If you give a man with a poor-mentality enough money to buy thirty steaks, he'll buy thirty steaks and eat like a king for a month, and then have nothing but a memory of short-term comfort and happiness. If you give a man with a rich-mentality enough money for thirty steaks, he'll buy chicken, ground beef, four steaks (one a week), a few shares in a mutual fund, and put the rest in an education fund or toward purchasing a rental property. Building long-term comfort and happiness.
I've confessed to liking to look in people's windows as I drive past houses at night. I am often amazed at the number of huge flat screen TVs dominating the living rooms of modest cottages. I don't understand that. Who needs something that big and expensive, that isn't going to do anything but depreciate? I have friends who spend every penny they get with no apparent thought of the future. Two weeks ago I had a small spat with a dear friend over his frittering away a windfall. You can't have champagne tastes on a beer budget, or pretty soon you won't be able to afford beer (and don't expect me to feel sorry for you when it happens).

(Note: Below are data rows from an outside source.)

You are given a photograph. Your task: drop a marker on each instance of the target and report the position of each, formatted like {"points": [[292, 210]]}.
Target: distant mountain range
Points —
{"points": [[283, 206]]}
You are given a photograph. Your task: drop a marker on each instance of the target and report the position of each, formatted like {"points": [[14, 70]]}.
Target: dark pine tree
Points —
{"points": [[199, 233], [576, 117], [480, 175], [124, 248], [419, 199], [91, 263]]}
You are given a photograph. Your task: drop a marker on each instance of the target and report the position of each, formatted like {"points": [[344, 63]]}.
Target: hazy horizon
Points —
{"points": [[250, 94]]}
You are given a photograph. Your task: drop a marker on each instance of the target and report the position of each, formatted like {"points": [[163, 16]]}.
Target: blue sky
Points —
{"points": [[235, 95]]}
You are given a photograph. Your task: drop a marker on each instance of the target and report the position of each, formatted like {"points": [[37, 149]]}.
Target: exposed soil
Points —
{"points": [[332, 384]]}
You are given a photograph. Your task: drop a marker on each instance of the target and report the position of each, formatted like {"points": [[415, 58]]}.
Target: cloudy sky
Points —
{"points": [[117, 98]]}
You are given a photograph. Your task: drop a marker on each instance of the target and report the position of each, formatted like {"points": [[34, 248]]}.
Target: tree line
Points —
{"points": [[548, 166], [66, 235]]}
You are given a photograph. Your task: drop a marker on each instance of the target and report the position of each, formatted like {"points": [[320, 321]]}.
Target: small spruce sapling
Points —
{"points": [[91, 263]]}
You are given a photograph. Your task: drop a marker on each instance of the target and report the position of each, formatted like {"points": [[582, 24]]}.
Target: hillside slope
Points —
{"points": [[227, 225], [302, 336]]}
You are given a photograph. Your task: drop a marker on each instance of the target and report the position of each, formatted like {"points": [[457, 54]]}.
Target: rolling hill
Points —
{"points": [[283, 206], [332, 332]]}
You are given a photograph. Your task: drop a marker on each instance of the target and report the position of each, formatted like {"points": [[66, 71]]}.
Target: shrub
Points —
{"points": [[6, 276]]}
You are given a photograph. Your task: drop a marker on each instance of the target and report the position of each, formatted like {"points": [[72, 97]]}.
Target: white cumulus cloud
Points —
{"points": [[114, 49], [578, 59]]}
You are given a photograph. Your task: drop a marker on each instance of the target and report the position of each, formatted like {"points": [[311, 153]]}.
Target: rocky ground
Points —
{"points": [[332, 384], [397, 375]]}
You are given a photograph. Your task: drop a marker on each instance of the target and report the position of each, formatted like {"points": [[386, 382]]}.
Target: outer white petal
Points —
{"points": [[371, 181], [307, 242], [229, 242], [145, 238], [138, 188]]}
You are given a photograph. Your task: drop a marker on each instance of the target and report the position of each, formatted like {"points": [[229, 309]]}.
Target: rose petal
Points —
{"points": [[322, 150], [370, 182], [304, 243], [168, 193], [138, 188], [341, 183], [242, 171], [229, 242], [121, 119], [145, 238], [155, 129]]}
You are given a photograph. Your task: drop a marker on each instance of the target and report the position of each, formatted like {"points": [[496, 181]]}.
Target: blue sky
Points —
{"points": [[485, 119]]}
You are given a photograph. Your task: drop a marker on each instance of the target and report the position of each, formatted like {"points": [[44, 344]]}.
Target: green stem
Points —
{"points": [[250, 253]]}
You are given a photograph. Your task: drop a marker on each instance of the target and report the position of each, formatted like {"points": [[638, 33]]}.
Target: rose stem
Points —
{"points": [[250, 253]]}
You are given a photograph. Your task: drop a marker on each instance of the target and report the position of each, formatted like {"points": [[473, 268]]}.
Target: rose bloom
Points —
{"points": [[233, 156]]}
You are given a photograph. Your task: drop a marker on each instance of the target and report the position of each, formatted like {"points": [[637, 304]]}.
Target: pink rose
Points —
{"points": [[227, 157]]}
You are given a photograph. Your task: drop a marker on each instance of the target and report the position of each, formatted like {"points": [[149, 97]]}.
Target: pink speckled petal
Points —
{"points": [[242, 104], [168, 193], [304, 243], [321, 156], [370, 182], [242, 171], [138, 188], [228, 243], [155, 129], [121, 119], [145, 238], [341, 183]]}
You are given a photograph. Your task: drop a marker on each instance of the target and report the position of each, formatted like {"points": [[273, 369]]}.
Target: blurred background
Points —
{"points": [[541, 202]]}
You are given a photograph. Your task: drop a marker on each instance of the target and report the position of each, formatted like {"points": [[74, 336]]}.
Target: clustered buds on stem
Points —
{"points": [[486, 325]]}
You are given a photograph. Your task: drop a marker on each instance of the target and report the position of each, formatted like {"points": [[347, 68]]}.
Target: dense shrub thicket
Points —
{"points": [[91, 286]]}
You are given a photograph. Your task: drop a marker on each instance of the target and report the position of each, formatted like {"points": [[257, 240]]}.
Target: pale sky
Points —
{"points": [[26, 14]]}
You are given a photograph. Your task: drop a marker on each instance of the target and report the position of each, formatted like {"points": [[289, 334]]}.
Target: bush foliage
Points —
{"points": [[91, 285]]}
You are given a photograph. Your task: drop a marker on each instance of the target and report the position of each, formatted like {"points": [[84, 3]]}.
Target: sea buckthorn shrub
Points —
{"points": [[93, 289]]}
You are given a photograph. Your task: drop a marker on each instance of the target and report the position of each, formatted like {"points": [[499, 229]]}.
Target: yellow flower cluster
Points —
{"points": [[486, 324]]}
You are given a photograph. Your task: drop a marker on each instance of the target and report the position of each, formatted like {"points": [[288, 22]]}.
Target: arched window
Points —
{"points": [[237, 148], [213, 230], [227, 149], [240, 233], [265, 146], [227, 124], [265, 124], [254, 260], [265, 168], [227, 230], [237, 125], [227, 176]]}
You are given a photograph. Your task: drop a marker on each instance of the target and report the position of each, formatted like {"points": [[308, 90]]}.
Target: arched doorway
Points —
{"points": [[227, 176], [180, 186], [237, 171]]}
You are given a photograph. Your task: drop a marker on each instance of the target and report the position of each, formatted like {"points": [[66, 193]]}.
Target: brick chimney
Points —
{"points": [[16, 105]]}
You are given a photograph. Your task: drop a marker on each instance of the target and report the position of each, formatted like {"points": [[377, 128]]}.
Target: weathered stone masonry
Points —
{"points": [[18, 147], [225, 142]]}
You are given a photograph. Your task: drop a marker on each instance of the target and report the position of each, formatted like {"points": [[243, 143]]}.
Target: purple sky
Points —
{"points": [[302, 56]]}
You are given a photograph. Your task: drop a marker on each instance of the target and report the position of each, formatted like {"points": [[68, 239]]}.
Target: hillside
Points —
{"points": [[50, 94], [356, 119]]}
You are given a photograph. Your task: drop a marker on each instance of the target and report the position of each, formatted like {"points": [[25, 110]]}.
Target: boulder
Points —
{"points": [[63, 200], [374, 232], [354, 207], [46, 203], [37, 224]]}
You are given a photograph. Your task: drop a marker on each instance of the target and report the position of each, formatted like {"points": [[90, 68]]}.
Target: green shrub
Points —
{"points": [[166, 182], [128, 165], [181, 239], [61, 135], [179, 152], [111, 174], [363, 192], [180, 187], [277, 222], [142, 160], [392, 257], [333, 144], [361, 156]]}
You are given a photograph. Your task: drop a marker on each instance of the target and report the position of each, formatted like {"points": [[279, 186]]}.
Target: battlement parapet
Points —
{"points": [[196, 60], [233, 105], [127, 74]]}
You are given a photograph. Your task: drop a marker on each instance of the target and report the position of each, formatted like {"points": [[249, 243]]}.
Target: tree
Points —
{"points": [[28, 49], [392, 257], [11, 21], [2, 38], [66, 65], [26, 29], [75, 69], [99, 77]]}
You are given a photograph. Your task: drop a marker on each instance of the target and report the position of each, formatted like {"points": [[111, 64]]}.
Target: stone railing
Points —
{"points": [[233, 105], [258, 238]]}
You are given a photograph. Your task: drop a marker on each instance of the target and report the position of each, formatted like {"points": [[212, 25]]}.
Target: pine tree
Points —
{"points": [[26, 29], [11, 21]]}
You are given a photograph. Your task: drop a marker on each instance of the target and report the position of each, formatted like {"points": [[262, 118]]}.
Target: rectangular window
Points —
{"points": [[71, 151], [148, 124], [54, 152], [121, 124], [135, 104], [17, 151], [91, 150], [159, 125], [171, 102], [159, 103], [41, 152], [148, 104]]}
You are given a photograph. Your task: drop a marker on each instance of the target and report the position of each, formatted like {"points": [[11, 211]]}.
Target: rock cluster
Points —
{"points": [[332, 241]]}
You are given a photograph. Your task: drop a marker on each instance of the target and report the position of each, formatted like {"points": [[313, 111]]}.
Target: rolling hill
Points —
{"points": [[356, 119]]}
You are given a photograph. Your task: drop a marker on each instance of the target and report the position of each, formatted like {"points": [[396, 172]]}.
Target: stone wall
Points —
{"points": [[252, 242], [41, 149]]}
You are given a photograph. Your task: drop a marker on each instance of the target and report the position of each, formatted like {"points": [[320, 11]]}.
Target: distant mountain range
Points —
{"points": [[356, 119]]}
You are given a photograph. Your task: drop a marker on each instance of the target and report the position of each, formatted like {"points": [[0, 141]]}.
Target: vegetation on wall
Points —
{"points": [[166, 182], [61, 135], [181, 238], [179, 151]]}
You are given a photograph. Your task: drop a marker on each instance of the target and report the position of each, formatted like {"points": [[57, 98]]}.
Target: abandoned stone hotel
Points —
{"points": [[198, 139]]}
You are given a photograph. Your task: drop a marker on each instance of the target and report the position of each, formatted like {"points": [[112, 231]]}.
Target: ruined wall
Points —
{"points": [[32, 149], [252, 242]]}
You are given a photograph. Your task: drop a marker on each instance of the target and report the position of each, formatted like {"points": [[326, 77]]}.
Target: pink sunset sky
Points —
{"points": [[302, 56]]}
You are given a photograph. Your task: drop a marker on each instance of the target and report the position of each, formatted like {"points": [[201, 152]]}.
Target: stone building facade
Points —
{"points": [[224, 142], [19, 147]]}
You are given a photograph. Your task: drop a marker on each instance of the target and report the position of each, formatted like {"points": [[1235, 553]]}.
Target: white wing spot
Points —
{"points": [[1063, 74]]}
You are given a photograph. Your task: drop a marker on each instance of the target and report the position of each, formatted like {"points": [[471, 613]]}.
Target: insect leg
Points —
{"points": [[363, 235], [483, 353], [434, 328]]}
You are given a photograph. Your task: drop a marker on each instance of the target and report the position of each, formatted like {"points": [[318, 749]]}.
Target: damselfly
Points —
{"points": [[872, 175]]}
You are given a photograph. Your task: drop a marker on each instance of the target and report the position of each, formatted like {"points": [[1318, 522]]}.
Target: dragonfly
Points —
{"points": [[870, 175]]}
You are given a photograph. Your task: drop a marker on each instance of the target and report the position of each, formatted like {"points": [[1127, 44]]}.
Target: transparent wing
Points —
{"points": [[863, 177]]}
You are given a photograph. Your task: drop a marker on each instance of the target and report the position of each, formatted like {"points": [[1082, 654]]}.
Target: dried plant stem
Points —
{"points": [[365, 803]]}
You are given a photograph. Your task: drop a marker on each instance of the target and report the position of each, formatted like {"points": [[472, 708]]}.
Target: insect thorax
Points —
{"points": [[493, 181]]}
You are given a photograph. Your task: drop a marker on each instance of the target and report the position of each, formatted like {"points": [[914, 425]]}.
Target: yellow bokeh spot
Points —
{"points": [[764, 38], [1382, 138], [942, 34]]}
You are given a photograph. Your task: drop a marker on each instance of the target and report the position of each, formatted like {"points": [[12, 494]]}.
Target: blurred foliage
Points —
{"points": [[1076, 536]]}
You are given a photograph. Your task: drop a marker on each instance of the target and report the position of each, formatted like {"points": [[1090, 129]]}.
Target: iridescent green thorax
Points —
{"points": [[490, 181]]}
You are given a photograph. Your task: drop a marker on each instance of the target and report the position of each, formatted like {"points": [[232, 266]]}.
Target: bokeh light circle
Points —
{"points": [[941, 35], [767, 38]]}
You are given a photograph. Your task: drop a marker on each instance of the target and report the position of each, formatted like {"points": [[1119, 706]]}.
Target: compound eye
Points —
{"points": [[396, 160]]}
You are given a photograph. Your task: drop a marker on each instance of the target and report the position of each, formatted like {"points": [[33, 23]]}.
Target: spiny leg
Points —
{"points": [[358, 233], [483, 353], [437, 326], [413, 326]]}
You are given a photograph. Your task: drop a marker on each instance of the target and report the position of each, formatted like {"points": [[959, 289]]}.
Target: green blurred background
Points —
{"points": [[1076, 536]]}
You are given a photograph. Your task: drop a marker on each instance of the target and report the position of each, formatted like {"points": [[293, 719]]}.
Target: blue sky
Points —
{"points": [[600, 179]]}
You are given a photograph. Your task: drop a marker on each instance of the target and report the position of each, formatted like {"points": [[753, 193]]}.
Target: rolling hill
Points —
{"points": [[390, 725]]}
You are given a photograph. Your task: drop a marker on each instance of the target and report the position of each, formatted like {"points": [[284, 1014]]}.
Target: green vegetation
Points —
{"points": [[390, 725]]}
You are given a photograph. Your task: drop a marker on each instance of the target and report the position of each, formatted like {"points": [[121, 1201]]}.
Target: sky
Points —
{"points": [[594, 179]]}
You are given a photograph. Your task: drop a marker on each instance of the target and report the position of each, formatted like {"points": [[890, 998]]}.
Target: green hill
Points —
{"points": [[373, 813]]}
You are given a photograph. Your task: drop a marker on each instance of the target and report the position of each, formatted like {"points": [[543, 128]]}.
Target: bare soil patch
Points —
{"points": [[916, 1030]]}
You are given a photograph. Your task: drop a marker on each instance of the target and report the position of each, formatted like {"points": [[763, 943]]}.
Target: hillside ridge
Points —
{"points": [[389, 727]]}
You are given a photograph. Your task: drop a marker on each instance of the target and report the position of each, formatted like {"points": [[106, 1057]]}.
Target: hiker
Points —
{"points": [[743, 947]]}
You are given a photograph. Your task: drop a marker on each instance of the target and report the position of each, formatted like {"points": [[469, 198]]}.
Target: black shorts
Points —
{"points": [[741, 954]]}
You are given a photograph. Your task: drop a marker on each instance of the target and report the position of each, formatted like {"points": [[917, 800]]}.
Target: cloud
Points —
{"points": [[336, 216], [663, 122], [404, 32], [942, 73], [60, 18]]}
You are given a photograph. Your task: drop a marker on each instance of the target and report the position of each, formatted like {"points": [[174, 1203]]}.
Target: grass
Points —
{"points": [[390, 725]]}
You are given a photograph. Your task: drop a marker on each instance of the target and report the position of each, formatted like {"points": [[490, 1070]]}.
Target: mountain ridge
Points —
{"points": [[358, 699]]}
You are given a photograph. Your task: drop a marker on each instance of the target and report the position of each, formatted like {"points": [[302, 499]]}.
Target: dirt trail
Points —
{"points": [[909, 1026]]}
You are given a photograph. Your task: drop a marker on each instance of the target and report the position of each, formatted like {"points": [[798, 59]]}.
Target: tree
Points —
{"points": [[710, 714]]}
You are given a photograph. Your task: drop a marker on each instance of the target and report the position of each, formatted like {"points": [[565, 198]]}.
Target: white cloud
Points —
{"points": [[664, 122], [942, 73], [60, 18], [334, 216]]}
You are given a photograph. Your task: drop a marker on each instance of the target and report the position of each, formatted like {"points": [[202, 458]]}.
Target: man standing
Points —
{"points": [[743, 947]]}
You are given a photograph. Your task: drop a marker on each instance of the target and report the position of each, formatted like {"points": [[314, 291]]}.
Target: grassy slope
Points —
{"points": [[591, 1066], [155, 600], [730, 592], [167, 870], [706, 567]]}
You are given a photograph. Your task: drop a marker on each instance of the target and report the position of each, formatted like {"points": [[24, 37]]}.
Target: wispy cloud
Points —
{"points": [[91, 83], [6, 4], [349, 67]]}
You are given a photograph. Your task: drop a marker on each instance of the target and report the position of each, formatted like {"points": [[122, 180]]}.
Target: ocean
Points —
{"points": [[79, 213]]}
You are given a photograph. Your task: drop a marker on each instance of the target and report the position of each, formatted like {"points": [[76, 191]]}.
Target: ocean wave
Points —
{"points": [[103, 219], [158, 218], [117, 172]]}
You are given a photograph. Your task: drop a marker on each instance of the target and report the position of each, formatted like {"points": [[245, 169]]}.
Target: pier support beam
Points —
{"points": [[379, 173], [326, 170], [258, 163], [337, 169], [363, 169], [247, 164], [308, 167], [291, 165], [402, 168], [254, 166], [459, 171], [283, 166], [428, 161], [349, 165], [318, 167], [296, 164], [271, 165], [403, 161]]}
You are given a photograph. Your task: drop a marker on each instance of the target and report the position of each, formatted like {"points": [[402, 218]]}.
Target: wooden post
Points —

My father was career Air Force, an officer. He got flight pay beyond his regular salary, but my parents never had any savings to speak of. The money came in, and the money went out. After retirement, my mother marveled at other military friends who bought nice retirement houses in nice places. She didn't understand how they could afford it.
The other folks moved every few years, just as we did, but when they moved, they sold the old house and bought a new one, always at a profit. My parents always rented.
Renting is easy and convenient, but rent money is lost money.